Altrettanto lucrosa e devastante l’acquisizione di quelle terre ormai sterili da parte delle grandi imprese minerarie a caccia di oro, argento, piombo, diamanti, uranio, titanio e «terre rare», indispensabili per far funzionare smartphone, auto elettriche e turbine eoliche. In genere gli incendi della brachiaria non riescono ad aggredire l’umida foresta tropicale, e in Brasile sono considerati una normale pratica di un ciclo economico ricchissimo e ben collaudato. Un ciclo perverso che da parecchi decenni devasta l’ambiente e sconvolge la vita delle tribù amazzoniche, mentre l’opinione pubblica internazionale sembra non accorgersi di nulla.
Nessuno grida «l’Amazzonia brucia». L’attenzione dei media e del pubblico si risveglia invece quando, in anni particolarmente siccitosi, l’incendio dell’erba, anziché fermarsi al limite della foresta, penetra nel sottobosco per chilometri e poi ripercorre a ritroso la strada fatta alimentandosi del fogliame rinsecchito caduto nel frattempo dai rami bassi dei grandi alberi.

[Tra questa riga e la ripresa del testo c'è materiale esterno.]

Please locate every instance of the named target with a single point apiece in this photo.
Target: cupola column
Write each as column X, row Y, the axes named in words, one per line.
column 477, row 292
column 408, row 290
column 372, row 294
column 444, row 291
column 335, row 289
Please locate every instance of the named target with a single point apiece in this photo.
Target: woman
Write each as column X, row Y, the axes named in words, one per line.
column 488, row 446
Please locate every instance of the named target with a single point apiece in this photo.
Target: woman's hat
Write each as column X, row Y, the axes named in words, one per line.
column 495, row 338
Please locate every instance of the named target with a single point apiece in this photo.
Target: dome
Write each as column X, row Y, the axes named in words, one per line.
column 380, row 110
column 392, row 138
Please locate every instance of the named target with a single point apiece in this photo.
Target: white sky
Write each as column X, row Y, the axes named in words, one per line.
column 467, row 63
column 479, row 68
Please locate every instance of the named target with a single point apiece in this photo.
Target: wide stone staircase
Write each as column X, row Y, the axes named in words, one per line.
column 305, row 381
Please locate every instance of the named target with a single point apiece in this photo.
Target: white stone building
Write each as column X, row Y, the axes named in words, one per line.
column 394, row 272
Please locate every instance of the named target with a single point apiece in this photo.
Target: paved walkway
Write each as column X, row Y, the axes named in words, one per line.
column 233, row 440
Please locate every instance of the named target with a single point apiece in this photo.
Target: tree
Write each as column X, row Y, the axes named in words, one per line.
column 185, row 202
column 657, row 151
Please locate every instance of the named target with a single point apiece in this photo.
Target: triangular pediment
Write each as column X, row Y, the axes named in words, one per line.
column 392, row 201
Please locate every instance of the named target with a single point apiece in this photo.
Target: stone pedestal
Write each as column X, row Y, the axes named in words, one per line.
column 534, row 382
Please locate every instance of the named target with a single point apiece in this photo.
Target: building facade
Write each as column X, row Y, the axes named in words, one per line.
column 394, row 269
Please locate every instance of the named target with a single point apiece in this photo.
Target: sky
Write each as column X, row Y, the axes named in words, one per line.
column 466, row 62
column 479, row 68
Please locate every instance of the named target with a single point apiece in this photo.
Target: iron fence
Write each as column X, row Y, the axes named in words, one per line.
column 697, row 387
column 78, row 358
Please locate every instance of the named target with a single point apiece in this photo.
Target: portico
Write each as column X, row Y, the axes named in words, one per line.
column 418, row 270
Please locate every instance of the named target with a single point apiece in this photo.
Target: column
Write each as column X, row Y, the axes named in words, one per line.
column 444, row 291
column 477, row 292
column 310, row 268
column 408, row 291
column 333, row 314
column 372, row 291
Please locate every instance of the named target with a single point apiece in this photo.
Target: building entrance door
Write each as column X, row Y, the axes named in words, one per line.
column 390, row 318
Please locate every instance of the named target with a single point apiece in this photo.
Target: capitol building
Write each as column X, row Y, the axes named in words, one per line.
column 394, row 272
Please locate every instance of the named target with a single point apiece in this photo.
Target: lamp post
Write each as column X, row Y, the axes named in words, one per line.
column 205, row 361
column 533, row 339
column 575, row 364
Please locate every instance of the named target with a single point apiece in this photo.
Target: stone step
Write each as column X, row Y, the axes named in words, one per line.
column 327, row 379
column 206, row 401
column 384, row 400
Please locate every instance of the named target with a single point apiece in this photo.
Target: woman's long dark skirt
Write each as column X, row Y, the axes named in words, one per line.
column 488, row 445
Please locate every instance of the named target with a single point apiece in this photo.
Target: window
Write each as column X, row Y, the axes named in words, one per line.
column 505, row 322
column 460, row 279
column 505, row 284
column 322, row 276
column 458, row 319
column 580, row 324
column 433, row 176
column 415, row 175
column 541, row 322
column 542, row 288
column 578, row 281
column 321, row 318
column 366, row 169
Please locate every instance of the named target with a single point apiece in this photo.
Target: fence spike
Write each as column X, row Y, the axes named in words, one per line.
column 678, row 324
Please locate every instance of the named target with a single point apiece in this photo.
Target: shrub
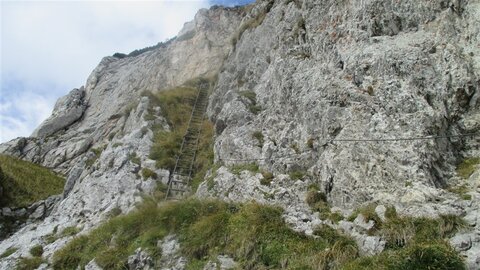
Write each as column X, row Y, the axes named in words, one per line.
column 467, row 167
column 237, row 169
column 147, row 173
column 8, row 252
column 259, row 137
column 255, row 235
column 134, row 158
column 29, row 263
column 310, row 143
column 70, row 231
column 24, row 183
column 36, row 250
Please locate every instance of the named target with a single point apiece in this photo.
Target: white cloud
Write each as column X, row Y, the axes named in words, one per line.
column 51, row 48
column 22, row 113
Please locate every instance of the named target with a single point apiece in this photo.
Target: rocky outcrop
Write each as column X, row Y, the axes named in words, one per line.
column 99, row 136
column 67, row 110
column 314, row 92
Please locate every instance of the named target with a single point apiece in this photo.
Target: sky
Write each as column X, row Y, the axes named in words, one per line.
column 50, row 47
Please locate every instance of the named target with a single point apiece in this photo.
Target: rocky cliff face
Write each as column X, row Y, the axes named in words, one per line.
column 299, row 82
column 98, row 137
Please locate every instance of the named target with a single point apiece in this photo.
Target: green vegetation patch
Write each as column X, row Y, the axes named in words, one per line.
column 147, row 173
column 36, row 250
column 412, row 243
column 24, row 182
column 177, row 105
column 237, row 169
column 467, row 167
column 255, row 235
column 259, row 137
column 29, row 263
column 8, row 252
column 438, row 256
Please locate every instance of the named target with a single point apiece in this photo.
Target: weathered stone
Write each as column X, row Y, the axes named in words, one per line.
column 461, row 242
column 67, row 110
column 140, row 261
column 39, row 212
column 92, row 265
column 380, row 211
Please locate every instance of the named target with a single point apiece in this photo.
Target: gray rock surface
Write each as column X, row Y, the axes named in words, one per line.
column 95, row 130
column 140, row 261
column 172, row 258
column 67, row 110
column 322, row 73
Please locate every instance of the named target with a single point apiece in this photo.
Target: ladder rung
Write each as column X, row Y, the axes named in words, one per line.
column 178, row 181
column 176, row 189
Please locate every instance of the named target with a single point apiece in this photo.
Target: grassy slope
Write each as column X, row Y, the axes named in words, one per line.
column 24, row 182
column 255, row 235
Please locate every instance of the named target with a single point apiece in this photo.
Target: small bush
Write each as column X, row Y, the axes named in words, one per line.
column 134, row 158
column 438, row 256
column 259, row 137
column 310, row 143
column 295, row 148
column 29, row 263
column 255, row 235
column 36, row 250
column 8, row 252
column 24, row 183
column 147, row 173
column 467, row 167
column 116, row 211
column 461, row 191
column 237, row 169
column 70, row 231
column 297, row 175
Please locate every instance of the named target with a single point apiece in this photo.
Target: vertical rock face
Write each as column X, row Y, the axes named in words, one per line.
column 299, row 83
column 326, row 70
column 98, row 135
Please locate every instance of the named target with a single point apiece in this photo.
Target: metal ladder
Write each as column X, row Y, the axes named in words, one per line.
column 179, row 179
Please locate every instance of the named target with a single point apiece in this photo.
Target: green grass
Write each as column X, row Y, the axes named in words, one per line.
column 257, row 237
column 147, row 173
column 254, row 235
column 412, row 243
column 24, row 182
column 297, row 174
column 461, row 191
column 467, row 167
column 259, row 137
column 36, row 250
column 70, row 231
column 438, row 256
column 318, row 203
column 8, row 252
column 29, row 263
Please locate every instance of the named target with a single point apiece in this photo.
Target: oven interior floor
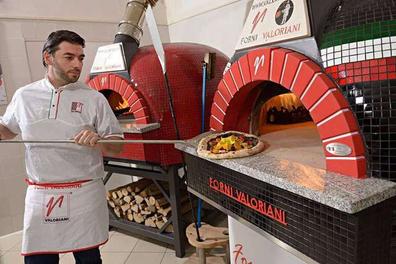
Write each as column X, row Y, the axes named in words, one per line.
column 296, row 142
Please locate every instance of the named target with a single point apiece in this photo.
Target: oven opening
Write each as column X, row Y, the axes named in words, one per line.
column 285, row 124
column 118, row 104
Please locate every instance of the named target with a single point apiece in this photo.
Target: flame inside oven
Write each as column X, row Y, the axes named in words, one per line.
column 285, row 124
column 118, row 104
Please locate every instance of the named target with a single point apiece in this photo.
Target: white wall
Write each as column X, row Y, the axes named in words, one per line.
column 24, row 25
column 215, row 23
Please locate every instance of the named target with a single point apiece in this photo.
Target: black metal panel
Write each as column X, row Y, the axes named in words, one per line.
column 318, row 231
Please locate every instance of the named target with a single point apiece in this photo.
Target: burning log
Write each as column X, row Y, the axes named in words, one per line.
column 142, row 202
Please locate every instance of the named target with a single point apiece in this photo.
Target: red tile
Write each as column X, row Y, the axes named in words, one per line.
column 132, row 96
column 330, row 104
column 304, row 76
column 259, row 63
column 382, row 69
column 353, row 168
column 292, row 63
column 245, row 68
column 123, row 88
column 383, row 76
column 357, row 72
column 382, row 62
column 391, row 60
column 215, row 125
column 357, row 65
column 365, row 70
column 277, row 60
column 217, row 112
column 229, row 83
column 219, row 101
column 319, row 86
column 112, row 80
column 224, row 92
column 340, row 124
column 137, row 105
column 374, row 77
column 140, row 113
column 366, row 64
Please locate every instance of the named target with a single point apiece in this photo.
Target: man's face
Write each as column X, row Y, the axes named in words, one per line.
column 65, row 65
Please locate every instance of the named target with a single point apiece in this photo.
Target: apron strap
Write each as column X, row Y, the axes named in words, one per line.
column 75, row 184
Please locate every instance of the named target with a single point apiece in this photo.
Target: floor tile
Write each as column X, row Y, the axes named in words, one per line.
column 145, row 258
column 9, row 241
column 115, row 257
column 148, row 245
column 11, row 257
column 170, row 258
column 189, row 249
column 120, row 243
column 107, row 258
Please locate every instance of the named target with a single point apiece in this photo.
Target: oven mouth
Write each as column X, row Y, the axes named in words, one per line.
column 118, row 104
column 282, row 121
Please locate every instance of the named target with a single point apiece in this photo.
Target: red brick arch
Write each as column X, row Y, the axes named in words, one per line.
column 319, row 94
column 110, row 81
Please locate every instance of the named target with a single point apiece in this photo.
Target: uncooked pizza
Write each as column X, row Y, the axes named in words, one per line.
column 228, row 145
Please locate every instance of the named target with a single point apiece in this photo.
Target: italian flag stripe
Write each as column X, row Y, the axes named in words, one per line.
column 369, row 49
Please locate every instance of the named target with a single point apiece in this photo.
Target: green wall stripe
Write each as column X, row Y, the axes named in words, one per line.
column 358, row 33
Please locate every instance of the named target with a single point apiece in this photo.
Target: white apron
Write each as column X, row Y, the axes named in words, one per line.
column 64, row 217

Un avanti e indietro che alla fine riesce a incendiare gli alberi più alti. Ecco allora il pubblico scopre che l’Amazzonia brucia da settimane, e s’accende un’effimera vampata di ecologismo. In realtà l’Amazzonia brucia ogni anno da almeno mezzo secolo, ma questa «normalità» non interessa ai media occidentali, non fa notizia e ancora meno la fanno gli indios che muoiono tutti i giorni, uccisi dall’«avanzata della civiltà».
Quanto scritto è la sintesi di un reportage che pubblicai sul Corriere della Sera nel 1998. Sono trascorsi oltre due decenni, durante i quali qualcosa è cambiato, ma in peggio. Infatti sono stati vent’anni di chiacchiere, distratte e spesso disinformate.